"Wprowadzenia zasady, że w każdym okręgu wyborczym wybiera się co najmniej trzech posłów" do Parlamentu Europejskiego - tego chcą posłowie PiS, którzy złożyli w Sejmie projekt nowelizacji ustawy. Obecnie nie ma sztywnego przyporządkowania liczby posłów do okręgów. Zależy to od wyników uzyskanych przez poszczególne komitety wyborcze w całej Polsce.
Projekt nowelizacji kodeksu wyborczego posłowie PiS złożyli w Sejmie w czwartek 21 czerwca. Przedstawicielem wnioskodawców jest Artur Zasada, 49-letni prawnik wybrany do Sejmu w okręgu zielonogórskim, zasiadający między innymi w komisji kontroli państwowej i nadzwyczajnej komisji do rozpatrzenia projektów ustaw z zakresu prawa wyborczego.
"Wyborca będzie wiedział"
- Dzięki naszym zmianom wyborca, idąc do wyborów, będzie wiedział, ilu posłów w jego okręgu wyborczym będzie wybieranych. Dzisiaj tego nie wie, dzisiaj ta liczba nie jest z góry ustalona. Zależy od rozkładu głosów - tłumaczył w piątek Zasada.
Zgłoszony projekt przewiduje ścisłe przyporządkowanie trzech lub więcej mandatów do każdego z trzynastu okręgów wyborczych. Nie ma w nim - przynajmniej na razie - pomysłu zmiany granic okręgów wyborczych.
Opozycja nie wierzy w zapewnienia Prawa i Sprawiedliwości. Poseł Platformy Obywatelskiej Mariusz Witczak powiedział reporterowi TVN24, że spodziewa się, iż następnym krokiem Prawa i Sprawiedliwości będzie projekt przykrojenia granic, a być może i zmiany liczby okręgów wyborczych tak, aby maksymalnie wykorzystać poparcie dla Prawa i Sprawiedliwości w poszczególnych regionach.

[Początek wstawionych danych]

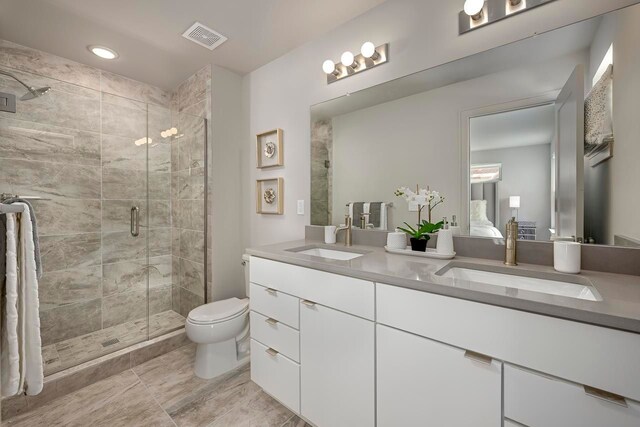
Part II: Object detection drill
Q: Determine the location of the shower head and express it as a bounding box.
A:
[0,70,51,101]
[20,86,51,101]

- Artykuł mówiący, że mają być przynajmniej trzymandatowe okręgi, to jest otwarcie nowej dyskusji o okręgach. A jeżeli to PiS będzie budował nowe okręgi, to tak, żeby się one zgadzały w kategoriach politycznych korzystnych dla Prawa i Sprawiedliwości. PiS nie zadbał o euro dla Polaków w przyszłej perspektywie budżetowej Unii Europejskiej, ale chce zadbać o euro dla swoich polityków, czyli o kasę dla eurodeputowanych - argumentował Witczak.

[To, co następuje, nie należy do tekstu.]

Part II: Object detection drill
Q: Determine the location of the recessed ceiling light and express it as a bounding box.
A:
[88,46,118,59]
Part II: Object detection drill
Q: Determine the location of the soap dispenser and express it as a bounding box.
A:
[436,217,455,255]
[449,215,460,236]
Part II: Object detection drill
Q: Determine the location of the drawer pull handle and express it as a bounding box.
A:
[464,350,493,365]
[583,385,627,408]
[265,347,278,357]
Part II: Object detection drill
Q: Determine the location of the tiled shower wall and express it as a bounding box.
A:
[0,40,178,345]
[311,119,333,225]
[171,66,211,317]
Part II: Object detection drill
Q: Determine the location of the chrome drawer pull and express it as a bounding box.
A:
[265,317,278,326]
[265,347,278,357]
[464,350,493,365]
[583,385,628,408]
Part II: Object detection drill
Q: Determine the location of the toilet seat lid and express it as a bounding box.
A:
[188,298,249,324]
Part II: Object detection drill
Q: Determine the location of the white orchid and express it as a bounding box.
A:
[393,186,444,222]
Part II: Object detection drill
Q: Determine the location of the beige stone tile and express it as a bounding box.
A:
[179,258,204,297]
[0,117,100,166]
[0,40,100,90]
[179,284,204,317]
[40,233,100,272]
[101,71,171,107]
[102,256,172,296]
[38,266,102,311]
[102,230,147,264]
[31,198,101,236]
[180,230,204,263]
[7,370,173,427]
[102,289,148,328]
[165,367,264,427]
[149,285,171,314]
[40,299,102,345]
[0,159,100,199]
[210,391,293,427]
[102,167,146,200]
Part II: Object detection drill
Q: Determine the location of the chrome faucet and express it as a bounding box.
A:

- Nieprawda - tak wicemarszałek Sejmu i szef klubu PiS Ryszard Terlecki odpierał te zarzuty.
- Upraszczamy ordynację, co jak myślę, może się przełożyć na lepszą frekwencję. System będzie mniej skomplikowany - przekonywał Terlecki w rozmowie z TVN24.
Jak ten "mniej skomplikowany" system ma wyglądać? Przyjrzeliśmy się mu, analizując treść nowelizacji i uzasadnienie. Poprosiliśmy również konstytucjonalistę o przewidzenie jej ewentualnych konsekwencji.
"Wyeliminowana zostanie rywalizacja okręgów"
Wnioskodawcy twierdzą, że obecny system wyborów do Parlamentu Europejskiego jest niezrozumiały dla wyborców i zniechęca ich do głosowania.
"Wyeliminowana zostanie, niezrozumiała dla wyborców i niczym nieuzasadniona, rywalizacja pomiędzy okręgami wyborczymi o liczbę mandatów. Sposób wyłaniania reprezentantów w okręgach będzie jasny i precyzyjny, jak ma to miejsce choćby w przypadku wyborów do Sejmu, przyczyniając się tym samym do wzrostu zainteresowania wyborami europejskimi, co z kolei bezpośrednio przekłada się na frekwencję wyborczą" - napisali w uzasadnieniu.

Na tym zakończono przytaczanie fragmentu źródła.